SINGAPORE (Dec 10): The storm looks to have blown over for palm oil players.
According to DBS Group Research, average crude palm oil (CPO) prices are expected to rebound by 19% to US$596 per MT in 2020.
The recovery will be driven by plateauing global palm oil supply, DBS says, alongside reasonable headroom for soybean price due to positive developments in the US-China trade war and African swine fever (ASF).
In addition, the brokerage also expects demand to remain steady in 2020.
“After weak share prices in 9M19, CPO stocks rebounded in 4Q19 due to the recovery of CPO price and this led to stronger y-o-y earnings on higher average selling price (ASP),” says lead analyst William Simadiputra in a Dec 9 report.
But even as the plantation counters look poised to leave the dry spell behind them, DBS believes it is important to stay selective on stock picks.
“The plantation universe is currently a mixed bag,” Simadiputra says. “Some companies are better than others in capitalising on the CPO price recovery.”
Despite the hype over the CPO price rally, Simadiputra stresses that it is good to be selective. “Some companies have rallied ahead of their fundamentals,” he says. “We prefer Singapore-listed Bumitama Agri (BAL), First Resources (FR) and Wilmar International (WIL) over Indonesia-listed stocks.”
For one, Simadiputra favours BAL and FR for their undemanding valuations as well as strong yield performance to capitalise on the recovery of CPO prices.
DBS has “buy” recommendations on BAL and FR with higher target prices of 81 cents and $2.10, respectively. The target prices were raised from 72 cents and $1.95 previously.
Simadiputra is raising his earnings forecasts for BAL in FY2020F and FY2021F by 12% and 13% respectively, to account for better profitability from higher palm oil prices in the year, and more conservative fertiliser application next year.
At the same time, he expects FR’s earnings to rebound by 72% y-o-y to US$148 million ($201 million) in 2020, driven by higher CPO prices.
“FR remains our [top] pick in the plantation sector given its strong asset base to capitalise on the edible oil market recovery in 2020,” Simadiputra says.
Meanwhile, the analyst also likes WIL for its integrated upstream-downstream business model, which provides a cushion on profitability during volatile commodity prices. “We assume that WIL can maintain good profitability amid low edible oil prices, despite the prolonged trade war," Simadiputra says.
“As we gather more information on Wilmar’s China operations, we are increasingly convinced that Wilmar’s potential is far greater than market expectations,” he adds. “A special dividend and 1Q20 listing of its China business Yihai Kerry Arawana Holdings (YKA) are further positive catalysts for share price.”

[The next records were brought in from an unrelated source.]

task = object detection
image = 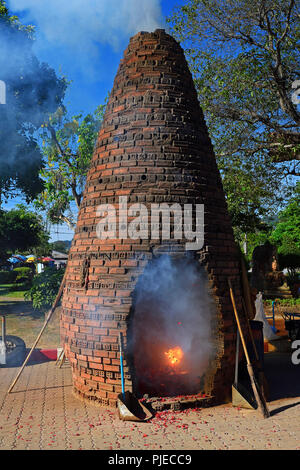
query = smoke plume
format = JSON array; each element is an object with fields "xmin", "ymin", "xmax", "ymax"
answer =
[
  {"xmin": 1, "ymin": 0, "xmax": 162, "ymax": 197},
  {"xmin": 9, "ymin": 0, "xmax": 163, "ymax": 75},
  {"xmin": 129, "ymin": 255, "xmax": 215, "ymax": 397},
  {"xmin": 0, "ymin": 11, "xmax": 66, "ymax": 198}
]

DBS is keeping its “buy” call on WIL with a higher target price of $4.60, from $4.35 previously.
“Our upbeat long-term view on CPO prices also supports these planters’ earnings and free cash flow outlook, supporting our target prices,” Simadiputra says.
“This prompts us to reiterate our stock-picking strategy,” he adds. “We only choose companies with potential for yield expansion and volume growth, as well as those that are able to keep their costs low for significant earnings growth leverage.”
As at 3.17pm, shares in Bumitama Agri are trading 2.8% higher at 74.5 cents, shares in First Resources are trading 1.1% up at $1.85, and shares in Wilmar are trading 1.7% higher at $4.17.